While confirming the fighting methods we have employed in the communist struggle for our views, and working out the organizational forms for their intensification and further development, the conference will also have to answer the question of a new party. This tendency, the antipode of capitulationism, has a superficial attractiveness. It could be seriously entertained by the Opposition, however, only if it had become clear that the Communist International, of which our party is a part, had definitely left the proletarian path. This is by no means the case. The bureaucratization and opportunist politics of its upper stratum are the objects of our attack.

The Comintern possesses enormous revolutionary resources in its proletarian ranks which are beginning to assemble and take shape. The Opposition must continue to base itself on them. Our policy will become the policy of the proletarian forces of the Comintern if the correct tactics in furtherance of it are employed. A split in the Comintern is the aim of the Stalinist bureaucrats. The unification of the Comintern on the basis of Leninism, against the bureaucrats and opportunists, is the slogan of the Opposition. With this slogan we will defeat all attempts to isolate us from the party membership. The tactics proceeding from this slogan will be the means of helping the proletarian tendency in the party to find the right line and march on the same path with us.

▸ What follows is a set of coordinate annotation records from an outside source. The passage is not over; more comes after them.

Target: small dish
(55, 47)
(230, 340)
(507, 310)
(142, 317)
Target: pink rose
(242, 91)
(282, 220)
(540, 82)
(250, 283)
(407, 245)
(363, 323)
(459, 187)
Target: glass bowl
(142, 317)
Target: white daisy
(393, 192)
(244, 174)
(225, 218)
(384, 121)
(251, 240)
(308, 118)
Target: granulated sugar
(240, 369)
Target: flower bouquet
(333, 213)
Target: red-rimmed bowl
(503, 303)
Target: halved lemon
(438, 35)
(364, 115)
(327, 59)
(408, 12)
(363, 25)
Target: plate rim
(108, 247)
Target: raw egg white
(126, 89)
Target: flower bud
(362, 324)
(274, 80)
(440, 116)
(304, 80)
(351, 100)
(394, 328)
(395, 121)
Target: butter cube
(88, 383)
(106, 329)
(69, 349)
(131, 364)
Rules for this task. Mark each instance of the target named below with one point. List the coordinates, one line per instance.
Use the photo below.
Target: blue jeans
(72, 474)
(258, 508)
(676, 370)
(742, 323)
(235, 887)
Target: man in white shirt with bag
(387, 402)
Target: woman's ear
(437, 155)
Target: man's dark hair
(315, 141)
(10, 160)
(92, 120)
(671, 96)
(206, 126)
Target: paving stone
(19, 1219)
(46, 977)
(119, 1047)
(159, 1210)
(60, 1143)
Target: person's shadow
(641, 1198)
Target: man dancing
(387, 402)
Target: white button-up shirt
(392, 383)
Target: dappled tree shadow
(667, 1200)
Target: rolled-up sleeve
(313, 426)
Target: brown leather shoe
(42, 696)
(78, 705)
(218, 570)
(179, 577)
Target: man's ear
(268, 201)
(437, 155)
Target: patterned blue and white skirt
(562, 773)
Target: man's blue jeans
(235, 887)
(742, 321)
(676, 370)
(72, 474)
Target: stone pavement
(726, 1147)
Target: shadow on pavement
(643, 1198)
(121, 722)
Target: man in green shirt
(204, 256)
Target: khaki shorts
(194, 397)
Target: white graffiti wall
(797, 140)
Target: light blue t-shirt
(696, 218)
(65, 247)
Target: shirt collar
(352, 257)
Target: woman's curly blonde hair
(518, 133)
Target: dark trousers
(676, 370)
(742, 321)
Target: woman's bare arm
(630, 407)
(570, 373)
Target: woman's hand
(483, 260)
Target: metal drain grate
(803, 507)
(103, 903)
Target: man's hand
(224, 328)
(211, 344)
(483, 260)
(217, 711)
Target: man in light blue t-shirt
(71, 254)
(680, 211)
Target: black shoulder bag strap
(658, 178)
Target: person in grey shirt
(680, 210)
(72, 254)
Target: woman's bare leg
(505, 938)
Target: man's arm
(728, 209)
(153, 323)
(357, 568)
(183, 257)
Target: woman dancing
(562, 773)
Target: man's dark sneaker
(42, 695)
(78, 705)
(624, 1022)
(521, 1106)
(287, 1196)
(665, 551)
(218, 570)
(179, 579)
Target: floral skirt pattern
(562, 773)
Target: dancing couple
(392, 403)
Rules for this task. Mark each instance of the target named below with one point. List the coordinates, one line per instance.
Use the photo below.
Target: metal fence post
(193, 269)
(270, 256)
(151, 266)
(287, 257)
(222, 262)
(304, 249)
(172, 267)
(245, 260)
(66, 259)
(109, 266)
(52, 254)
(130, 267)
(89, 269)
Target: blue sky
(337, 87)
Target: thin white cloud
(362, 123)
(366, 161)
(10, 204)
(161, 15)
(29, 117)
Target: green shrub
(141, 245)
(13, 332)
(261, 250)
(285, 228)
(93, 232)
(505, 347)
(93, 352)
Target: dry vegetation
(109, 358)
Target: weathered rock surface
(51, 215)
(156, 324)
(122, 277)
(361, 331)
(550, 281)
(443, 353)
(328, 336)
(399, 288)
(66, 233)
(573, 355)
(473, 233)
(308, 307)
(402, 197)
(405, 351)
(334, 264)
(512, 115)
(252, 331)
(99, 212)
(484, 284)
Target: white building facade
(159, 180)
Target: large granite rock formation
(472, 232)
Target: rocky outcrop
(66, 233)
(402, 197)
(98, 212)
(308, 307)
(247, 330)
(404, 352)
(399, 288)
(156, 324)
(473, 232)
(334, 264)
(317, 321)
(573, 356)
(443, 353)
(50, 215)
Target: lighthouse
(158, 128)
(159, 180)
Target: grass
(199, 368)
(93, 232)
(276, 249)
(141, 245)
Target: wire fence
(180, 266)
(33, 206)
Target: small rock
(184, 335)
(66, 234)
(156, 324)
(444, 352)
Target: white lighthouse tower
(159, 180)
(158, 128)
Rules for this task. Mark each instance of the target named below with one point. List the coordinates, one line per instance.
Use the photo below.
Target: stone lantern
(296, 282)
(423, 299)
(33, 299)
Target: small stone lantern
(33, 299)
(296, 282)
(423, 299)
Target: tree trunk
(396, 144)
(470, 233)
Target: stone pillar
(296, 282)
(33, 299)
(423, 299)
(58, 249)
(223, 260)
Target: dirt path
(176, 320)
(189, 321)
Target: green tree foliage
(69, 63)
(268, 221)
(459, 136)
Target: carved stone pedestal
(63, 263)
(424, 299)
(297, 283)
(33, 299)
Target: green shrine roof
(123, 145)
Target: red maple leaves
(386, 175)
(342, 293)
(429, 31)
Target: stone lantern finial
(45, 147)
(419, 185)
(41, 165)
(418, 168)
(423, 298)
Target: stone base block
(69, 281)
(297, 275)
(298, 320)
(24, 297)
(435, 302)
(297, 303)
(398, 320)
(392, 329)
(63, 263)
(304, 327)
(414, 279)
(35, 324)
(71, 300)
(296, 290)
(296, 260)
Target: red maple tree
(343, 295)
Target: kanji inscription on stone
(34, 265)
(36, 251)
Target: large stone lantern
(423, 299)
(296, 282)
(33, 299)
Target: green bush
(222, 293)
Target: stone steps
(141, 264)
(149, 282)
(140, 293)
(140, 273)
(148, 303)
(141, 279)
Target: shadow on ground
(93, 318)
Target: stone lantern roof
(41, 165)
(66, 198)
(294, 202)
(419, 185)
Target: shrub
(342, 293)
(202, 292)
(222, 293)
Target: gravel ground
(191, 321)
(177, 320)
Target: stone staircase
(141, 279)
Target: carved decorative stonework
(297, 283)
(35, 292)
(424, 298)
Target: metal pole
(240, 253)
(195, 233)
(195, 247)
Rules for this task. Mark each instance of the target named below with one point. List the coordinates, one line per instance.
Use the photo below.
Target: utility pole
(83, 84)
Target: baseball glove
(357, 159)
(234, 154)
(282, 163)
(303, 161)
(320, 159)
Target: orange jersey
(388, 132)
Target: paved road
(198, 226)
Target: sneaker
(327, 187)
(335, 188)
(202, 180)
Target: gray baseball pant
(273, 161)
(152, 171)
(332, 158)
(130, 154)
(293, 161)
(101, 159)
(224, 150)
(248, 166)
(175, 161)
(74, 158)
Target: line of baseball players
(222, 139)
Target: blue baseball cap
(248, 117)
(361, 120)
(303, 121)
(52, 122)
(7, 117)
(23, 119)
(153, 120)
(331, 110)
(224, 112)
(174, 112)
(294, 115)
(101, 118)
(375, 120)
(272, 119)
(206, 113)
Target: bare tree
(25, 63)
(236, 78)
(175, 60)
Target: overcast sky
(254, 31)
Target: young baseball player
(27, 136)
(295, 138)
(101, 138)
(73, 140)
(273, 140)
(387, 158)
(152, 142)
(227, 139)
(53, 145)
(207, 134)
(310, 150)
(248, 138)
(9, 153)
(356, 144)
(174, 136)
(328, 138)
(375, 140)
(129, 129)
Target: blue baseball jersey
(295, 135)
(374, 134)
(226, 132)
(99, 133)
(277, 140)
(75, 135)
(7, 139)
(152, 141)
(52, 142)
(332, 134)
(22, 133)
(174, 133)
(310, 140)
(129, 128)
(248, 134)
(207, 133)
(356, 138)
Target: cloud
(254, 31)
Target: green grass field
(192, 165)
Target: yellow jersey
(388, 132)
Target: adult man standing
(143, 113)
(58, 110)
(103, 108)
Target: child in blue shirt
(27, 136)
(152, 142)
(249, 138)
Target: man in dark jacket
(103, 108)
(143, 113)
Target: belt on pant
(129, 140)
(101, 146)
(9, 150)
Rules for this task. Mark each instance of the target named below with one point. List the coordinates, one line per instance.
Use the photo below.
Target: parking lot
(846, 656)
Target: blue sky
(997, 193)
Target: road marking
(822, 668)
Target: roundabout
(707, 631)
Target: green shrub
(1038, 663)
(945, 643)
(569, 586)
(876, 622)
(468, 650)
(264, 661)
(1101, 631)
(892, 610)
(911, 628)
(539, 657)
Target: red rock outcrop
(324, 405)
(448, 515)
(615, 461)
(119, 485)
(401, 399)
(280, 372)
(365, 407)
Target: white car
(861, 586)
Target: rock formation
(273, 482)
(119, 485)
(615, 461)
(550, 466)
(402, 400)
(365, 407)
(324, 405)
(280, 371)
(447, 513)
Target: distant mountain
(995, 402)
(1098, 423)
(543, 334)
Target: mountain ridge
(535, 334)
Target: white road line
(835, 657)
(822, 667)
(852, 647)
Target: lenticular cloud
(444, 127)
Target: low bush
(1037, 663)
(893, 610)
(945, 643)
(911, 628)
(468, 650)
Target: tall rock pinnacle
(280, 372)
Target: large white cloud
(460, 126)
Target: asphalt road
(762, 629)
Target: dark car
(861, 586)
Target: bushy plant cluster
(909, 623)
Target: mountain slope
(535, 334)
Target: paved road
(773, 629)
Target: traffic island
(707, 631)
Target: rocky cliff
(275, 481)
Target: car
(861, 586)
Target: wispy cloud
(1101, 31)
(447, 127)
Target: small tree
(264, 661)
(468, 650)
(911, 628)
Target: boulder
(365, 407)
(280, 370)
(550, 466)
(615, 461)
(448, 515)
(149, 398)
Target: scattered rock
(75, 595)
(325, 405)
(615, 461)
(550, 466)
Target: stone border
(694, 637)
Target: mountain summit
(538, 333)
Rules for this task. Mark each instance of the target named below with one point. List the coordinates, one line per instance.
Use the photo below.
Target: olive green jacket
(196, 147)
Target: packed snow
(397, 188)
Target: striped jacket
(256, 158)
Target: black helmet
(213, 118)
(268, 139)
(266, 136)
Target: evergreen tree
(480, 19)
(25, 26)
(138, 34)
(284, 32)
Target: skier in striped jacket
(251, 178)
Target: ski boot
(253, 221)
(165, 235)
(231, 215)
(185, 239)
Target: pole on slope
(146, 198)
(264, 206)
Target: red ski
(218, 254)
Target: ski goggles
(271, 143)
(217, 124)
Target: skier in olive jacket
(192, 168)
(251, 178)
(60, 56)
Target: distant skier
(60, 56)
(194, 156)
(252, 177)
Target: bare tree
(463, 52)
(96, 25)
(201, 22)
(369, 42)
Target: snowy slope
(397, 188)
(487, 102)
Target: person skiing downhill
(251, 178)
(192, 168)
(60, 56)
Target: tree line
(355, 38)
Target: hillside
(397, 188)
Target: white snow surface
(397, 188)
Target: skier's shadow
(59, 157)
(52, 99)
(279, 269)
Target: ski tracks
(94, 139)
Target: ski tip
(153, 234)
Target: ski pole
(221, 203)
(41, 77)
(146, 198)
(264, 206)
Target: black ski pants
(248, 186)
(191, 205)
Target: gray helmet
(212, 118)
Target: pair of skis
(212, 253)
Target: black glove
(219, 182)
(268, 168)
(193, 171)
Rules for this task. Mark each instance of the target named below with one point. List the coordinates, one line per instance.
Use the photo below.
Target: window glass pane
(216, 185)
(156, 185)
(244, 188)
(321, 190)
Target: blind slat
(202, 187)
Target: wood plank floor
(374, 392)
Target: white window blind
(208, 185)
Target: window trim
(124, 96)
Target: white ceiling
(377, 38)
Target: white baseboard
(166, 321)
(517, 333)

Alongside the task of penetrating ever deeper into the party ranks with our agitation, we have the task of recruiting and organizing the revolutionary workers outside the party, who are becoming attracted to our banner in large numbers. This is a revolutionary duty of the greatest importance which the Opposition must perform. The present leadership has failed miserably in this. Among these nonparty communists are thousands and tens of thousands who have been alienated and estranged from the party but who remain true to the cause of communism. The problem of organizing them is not separate from the work within the party ranks but is bound up with it. The national conference of the Opposition must work out the organizational form for this double task.